22 May 2007
Buyers need to look beyond traditional supplier relationships if they are to find true innovation.
And if purchasers wish to beat their competitors, they must look for innovation in less obvious places.
Professor Richard Lamming, director of the school of management at the University of Southampton, told delegates at a seminar in London this month: "If you are only looking for innovation in collaborative relationships, you are not looking for disruptive innovation."
He said if companies see their rivals being innovative, they would be able to follow and compete with them. Disruptive innovation is where competitors do not register new ideas as a threat until it is too late.
Lamming cited digital cameras and budget airlines as examples. Traditional market leaders were not concerned by these innovations when they were first suggested, because they did not threaten their business. But innovation and investment in these ideas quickly allowed them to become serious competitors.
He said the prime goal of innovation was often destruction, either of your competitors or changes to your own processes and behaviour. "Innovation is dirty work, and people get hurt," he said.
But he added although buyers now recognise they have a role to play in fostering innovation, many do not understand what is required. "You can't just be the same and do innovation," he said.
He recommended buyers look for new ideas from suppliers outside their sector, introducing expertise and innovation from different environments. He said they should not only know their own supplier markets, but also those of other industries.
Professor John Bessant, chair in innovation management at Tanaka Business School at Imperial College London, agreed with the need to look beyond the organisation for fresh ideas.
Addressing a business forum in the capital, he said: "Not all the smart people work for us - they never could. Unless you're going to take over the world and integrate it all, the argument would be to strike a balance with external innovators."

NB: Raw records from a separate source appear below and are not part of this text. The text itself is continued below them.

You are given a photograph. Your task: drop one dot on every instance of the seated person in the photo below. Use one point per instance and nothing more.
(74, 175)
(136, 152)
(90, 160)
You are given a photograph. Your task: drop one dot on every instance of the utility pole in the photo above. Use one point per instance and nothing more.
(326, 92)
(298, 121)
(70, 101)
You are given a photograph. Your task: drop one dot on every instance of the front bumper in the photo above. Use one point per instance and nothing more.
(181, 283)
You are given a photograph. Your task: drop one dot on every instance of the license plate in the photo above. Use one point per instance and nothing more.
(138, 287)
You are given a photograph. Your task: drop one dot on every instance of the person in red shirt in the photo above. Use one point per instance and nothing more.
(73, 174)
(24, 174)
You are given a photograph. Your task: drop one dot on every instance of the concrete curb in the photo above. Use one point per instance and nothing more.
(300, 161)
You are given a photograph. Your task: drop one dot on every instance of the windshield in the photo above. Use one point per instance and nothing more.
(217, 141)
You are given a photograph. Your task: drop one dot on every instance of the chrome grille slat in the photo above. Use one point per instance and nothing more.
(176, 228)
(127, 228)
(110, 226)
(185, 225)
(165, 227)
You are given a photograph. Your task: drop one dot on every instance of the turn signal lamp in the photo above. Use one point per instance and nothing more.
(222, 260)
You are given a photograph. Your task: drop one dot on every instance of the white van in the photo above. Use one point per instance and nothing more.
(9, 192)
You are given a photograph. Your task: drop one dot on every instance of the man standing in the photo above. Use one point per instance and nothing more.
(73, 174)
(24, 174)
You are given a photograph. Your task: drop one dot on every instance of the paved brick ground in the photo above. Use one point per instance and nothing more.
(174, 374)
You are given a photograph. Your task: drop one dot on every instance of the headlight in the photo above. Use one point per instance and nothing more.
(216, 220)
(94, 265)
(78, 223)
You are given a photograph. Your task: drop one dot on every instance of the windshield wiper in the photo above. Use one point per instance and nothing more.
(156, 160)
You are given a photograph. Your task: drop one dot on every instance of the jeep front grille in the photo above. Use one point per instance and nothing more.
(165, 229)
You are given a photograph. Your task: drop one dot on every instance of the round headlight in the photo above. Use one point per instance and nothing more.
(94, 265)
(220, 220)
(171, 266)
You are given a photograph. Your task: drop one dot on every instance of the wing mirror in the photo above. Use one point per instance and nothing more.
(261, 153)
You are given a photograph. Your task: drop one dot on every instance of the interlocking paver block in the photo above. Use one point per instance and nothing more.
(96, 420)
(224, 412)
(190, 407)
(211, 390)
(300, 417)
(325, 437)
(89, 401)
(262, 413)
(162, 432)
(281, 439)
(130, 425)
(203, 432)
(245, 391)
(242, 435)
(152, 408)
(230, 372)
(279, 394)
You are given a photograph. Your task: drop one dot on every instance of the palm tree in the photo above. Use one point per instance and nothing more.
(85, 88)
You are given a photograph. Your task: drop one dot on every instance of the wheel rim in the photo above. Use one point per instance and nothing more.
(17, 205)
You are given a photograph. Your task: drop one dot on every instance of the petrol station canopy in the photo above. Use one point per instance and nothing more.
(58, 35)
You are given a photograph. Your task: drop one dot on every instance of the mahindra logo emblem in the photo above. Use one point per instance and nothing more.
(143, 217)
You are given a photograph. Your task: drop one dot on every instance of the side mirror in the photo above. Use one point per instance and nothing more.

He referred to Procter and Gamble's policy of seeking 50 per cent of its innovations from outside the company as a successful business model with lessons for procurement.
As well as collaborating with suppliers and customers to improve processes, a procurement department should use its sources and information to inform other parts of the organisation.
Bessant said business is an increasingly network-based "multi-player game" and product or service innovation is too important to leave to R&D or marketing.
He concluded: "Quality is all of our responsibility and there is key potential for procurement to use resources out there to innovate and improve our products and offerings."